Her family set up Faye's Wish to raise funds for researchers looking for a cure, control or vaccine for embryonal rhabdomyosarcoma, the disease that killed Faye. To date, they have raised almost half of their £250,000 target to support the Institute for Cancer Research. When the charity was launched four years ago, her father, Mark, told the local paper: "We just think, after everything Faye went through, we want her memory to live on as long as possible".
Thirty new charities are set up every day, on average, in England and Wales. Most of them begin around a family kitchen table. There are, today, 164,108 charities in this country. Almost half of them raise less than £10,000 a year. Three-quarters have an annual income of below £100,000. Only 1 per cent handle more than £5m annually.

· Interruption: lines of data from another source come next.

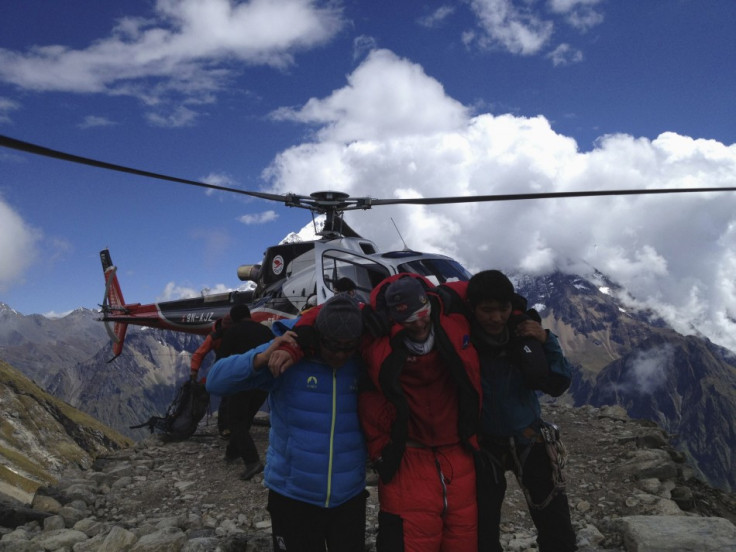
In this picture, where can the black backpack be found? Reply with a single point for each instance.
(189, 406)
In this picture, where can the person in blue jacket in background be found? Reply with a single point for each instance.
(315, 462)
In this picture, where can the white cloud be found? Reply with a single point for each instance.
(7, 106)
(365, 108)
(18, 246)
(512, 27)
(187, 48)
(674, 253)
(174, 291)
(93, 121)
(565, 54)
(259, 218)
(437, 17)
(525, 28)
(580, 14)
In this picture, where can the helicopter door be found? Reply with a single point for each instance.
(333, 264)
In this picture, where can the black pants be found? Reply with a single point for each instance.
(300, 527)
(241, 408)
(554, 528)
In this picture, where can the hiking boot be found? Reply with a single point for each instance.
(251, 469)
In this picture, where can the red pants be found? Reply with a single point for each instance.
(430, 504)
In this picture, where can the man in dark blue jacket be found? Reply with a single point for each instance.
(315, 463)
(518, 358)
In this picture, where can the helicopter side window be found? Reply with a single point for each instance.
(437, 271)
(365, 273)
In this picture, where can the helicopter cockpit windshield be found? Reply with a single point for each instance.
(436, 270)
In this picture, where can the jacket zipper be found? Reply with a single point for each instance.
(332, 437)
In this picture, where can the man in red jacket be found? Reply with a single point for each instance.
(420, 418)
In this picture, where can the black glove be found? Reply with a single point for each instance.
(388, 464)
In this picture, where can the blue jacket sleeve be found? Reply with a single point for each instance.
(560, 371)
(235, 373)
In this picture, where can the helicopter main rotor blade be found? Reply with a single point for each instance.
(541, 195)
(47, 152)
(324, 202)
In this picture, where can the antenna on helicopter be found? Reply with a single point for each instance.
(406, 247)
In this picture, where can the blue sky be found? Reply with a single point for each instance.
(383, 99)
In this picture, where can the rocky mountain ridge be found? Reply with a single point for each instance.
(40, 436)
(628, 491)
(621, 356)
(633, 359)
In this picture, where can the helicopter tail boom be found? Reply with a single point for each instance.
(113, 302)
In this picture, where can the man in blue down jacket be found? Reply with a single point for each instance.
(315, 463)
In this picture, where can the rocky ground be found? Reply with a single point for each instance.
(626, 487)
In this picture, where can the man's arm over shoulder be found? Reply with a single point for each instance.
(237, 373)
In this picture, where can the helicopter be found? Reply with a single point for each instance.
(292, 276)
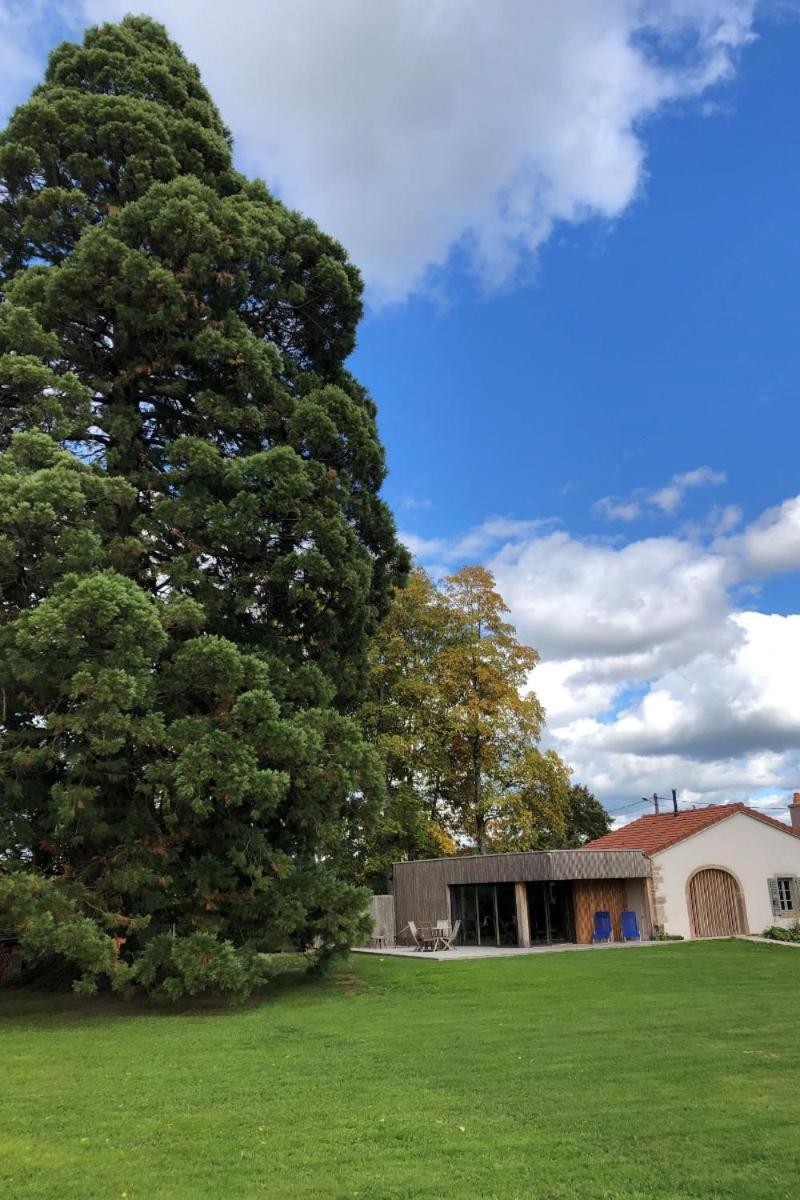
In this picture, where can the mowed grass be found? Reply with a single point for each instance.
(662, 1072)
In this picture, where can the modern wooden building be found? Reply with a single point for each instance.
(703, 873)
(528, 899)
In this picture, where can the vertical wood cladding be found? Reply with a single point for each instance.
(421, 888)
(716, 907)
(597, 895)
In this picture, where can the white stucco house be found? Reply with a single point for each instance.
(719, 870)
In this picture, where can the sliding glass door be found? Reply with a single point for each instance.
(549, 912)
(487, 913)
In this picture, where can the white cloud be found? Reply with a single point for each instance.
(665, 501)
(650, 676)
(773, 543)
(671, 497)
(414, 127)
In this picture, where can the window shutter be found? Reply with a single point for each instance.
(775, 898)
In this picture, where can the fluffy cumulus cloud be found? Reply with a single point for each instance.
(651, 677)
(414, 127)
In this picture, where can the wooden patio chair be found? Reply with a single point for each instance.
(447, 937)
(419, 945)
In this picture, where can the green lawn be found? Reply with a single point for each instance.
(657, 1073)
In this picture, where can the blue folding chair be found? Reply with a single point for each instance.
(603, 931)
(629, 927)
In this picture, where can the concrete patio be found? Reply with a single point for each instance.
(495, 952)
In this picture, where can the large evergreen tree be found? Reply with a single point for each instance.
(193, 552)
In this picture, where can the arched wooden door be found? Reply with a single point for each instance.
(716, 907)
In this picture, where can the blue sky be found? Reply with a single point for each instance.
(578, 229)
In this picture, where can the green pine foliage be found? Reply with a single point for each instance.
(193, 552)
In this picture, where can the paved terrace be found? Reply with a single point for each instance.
(497, 952)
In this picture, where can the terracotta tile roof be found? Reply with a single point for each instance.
(654, 833)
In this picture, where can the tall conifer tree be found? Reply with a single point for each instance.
(193, 551)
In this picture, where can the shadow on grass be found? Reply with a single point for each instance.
(29, 1005)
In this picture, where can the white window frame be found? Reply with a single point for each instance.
(785, 895)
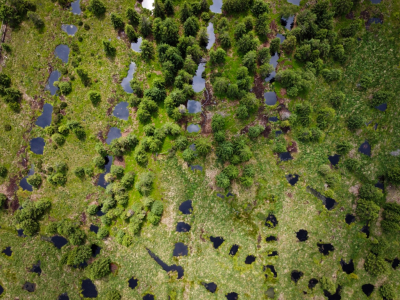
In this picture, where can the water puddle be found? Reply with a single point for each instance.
(194, 106)
(217, 241)
(62, 52)
(302, 235)
(211, 34)
(211, 287)
(37, 145)
(133, 282)
(121, 111)
(180, 250)
(292, 179)
(88, 289)
(186, 207)
(44, 119)
(54, 76)
(69, 29)
(347, 267)
(296, 275)
(329, 203)
(59, 241)
(165, 267)
(234, 250)
(76, 8)
(365, 148)
(199, 83)
(182, 227)
(125, 82)
(334, 159)
(136, 45)
(250, 259)
(325, 248)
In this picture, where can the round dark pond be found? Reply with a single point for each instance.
(350, 219)
(54, 76)
(186, 207)
(211, 287)
(250, 259)
(193, 128)
(7, 251)
(62, 52)
(325, 248)
(30, 287)
(199, 83)
(125, 82)
(302, 235)
(37, 145)
(217, 241)
(234, 250)
(182, 227)
(88, 289)
(59, 241)
(232, 296)
(270, 98)
(180, 249)
(312, 283)
(136, 45)
(69, 29)
(296, 275)
(45, 118)
(133, 282)
(121, 111)
(271, 221)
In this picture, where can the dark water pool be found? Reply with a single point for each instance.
(199, 83)
(121, 111)
(37, 145)
(125, 82)
(62, 52)
(44, 119)
(186, 207)
(54, 76)
(88, 289)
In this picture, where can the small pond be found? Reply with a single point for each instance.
(132, 283)
(126, 81)
(88, 289)
(24, 183)
(37, 145)
(62, 52)
(211, 287)
(217, 241)
(54, 76)
(270, 98)
(182, 227)
(121, 111)
(199, 83)
(194, 107)
(193, 128)
(59, 241)
(211, 35)
(45, 118)
(186, 207)
(136, 45)
(180, 250)
(69, 29)
(76, 8)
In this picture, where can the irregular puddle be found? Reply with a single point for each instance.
(126, 81)
(186, 207)
(217, 241)
(182, 227)
(121, 111)
(62, 52)
(44, 119)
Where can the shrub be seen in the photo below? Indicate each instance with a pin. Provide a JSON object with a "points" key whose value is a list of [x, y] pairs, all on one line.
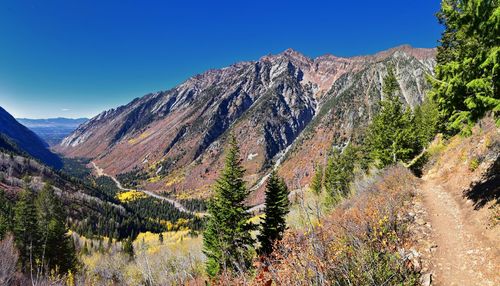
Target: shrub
{"points": [[359, 243]]}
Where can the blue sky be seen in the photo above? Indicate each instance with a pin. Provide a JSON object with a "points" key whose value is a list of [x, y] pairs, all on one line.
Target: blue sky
{"points": [[77, 58]]}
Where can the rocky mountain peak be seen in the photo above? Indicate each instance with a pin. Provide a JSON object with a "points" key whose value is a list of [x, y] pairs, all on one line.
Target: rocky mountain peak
{"points": [[178, 136]]}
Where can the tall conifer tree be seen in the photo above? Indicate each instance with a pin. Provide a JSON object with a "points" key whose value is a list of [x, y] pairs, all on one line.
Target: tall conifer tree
{"points": [[26, 229], [467, 74], [276, 209], [56, 245], [228, 244]]}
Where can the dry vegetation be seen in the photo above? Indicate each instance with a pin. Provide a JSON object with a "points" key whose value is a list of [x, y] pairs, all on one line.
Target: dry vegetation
{"points": [[364, 241]]}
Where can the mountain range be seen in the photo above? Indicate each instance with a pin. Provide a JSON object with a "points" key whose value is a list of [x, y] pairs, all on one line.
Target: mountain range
{"points": [[286, 110], [52, 130], [17, 138]]}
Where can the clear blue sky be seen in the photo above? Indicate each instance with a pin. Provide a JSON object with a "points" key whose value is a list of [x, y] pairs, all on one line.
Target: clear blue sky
{"points": [[77, 58]]}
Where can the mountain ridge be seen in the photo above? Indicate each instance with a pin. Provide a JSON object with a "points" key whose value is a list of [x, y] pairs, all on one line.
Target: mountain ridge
{"points": [[177, 136], [26, 140]]}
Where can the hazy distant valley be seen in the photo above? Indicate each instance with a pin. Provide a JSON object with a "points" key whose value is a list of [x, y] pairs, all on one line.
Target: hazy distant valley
{"points": [[379, 169], [52, 130]]}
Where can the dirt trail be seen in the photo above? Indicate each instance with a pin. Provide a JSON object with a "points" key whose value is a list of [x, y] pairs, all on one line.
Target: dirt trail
{"points": [[465, 255], [100, 172]]}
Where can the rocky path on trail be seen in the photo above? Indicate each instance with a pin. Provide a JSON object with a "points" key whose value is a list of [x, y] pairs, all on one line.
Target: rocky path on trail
{"points": [[461, 253], [176, 204]]}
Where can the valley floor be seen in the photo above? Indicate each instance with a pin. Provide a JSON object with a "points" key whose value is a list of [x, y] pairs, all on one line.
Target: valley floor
{"points": [[176, 204]]}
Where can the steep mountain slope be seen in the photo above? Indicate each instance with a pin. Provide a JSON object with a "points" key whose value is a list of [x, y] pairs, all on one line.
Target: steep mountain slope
{"points": [[25, 140], [177, 137], [52, 130]]}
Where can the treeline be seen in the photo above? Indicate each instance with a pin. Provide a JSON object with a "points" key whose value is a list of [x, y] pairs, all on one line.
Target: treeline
{"points": [[396, 134], [133, 178], [116, 219], [227, 240], [38, 224], [194, 205]]}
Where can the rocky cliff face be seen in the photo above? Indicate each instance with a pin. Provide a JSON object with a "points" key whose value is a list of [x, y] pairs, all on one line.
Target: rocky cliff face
{"points": [[284, 108]]}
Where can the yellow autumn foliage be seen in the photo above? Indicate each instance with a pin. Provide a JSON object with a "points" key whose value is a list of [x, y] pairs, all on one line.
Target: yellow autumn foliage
{"points": [[130, 196]]}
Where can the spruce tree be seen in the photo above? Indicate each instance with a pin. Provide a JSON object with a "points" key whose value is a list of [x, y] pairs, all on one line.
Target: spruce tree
{"points": [[467, 73], [390, 136], [228, 244], [5, 215], [276, 208], [56, 245], [26, 229], [317, 180], [128, 247]]}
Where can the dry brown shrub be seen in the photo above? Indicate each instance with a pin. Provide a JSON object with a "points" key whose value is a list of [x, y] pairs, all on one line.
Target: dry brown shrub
{"points": [[359, 243]]}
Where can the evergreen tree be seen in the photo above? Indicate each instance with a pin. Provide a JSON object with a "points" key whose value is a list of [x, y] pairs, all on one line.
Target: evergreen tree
{"points": [[26, 229], [227, 240], [160, 237], [276, 208], [317, 180], [425, 122], [128, 247], [5, 214], [390, 136], [467, 73], [56, 245]]}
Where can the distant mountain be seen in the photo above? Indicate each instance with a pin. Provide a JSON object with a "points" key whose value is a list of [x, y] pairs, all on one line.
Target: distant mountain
{"points": [[52, 130], [20, 138], [286, 110]]}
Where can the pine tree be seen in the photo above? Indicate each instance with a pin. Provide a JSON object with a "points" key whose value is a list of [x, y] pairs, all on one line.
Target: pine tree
{"points": [[57, 247], [425, 122], [467, 73], [128, 247], [276, 208], [227, 240], [5, 214], [160, 237], [317, 180], [390, 136], [26, 229]]}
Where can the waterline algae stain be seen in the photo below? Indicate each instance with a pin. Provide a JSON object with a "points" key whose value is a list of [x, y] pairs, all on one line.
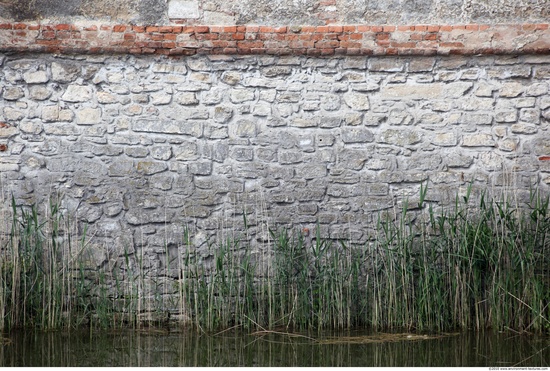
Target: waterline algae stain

Small charities are, according to the chair of the Charity Commissioners, William Shawcross, "the lifeblood" of a sector of the economy with a total annual income of £64bn. "Rather more than the defence budget," he wryly adds.
Other charity chiefs have, in the past, criticised the creation of new charities, suggesting that their founders should look first to existing charities working in the same field. I once said something similar to a friend who wanted to set up a charity digging wells in India, in memory of her son who had died. Her reaction taught me that there is more to charity than economic efficiency. That is something Shawcross understands. "I resist the idea that we should stop people setting up charities," he says. "The voluntary impulse is something important which should be cherished".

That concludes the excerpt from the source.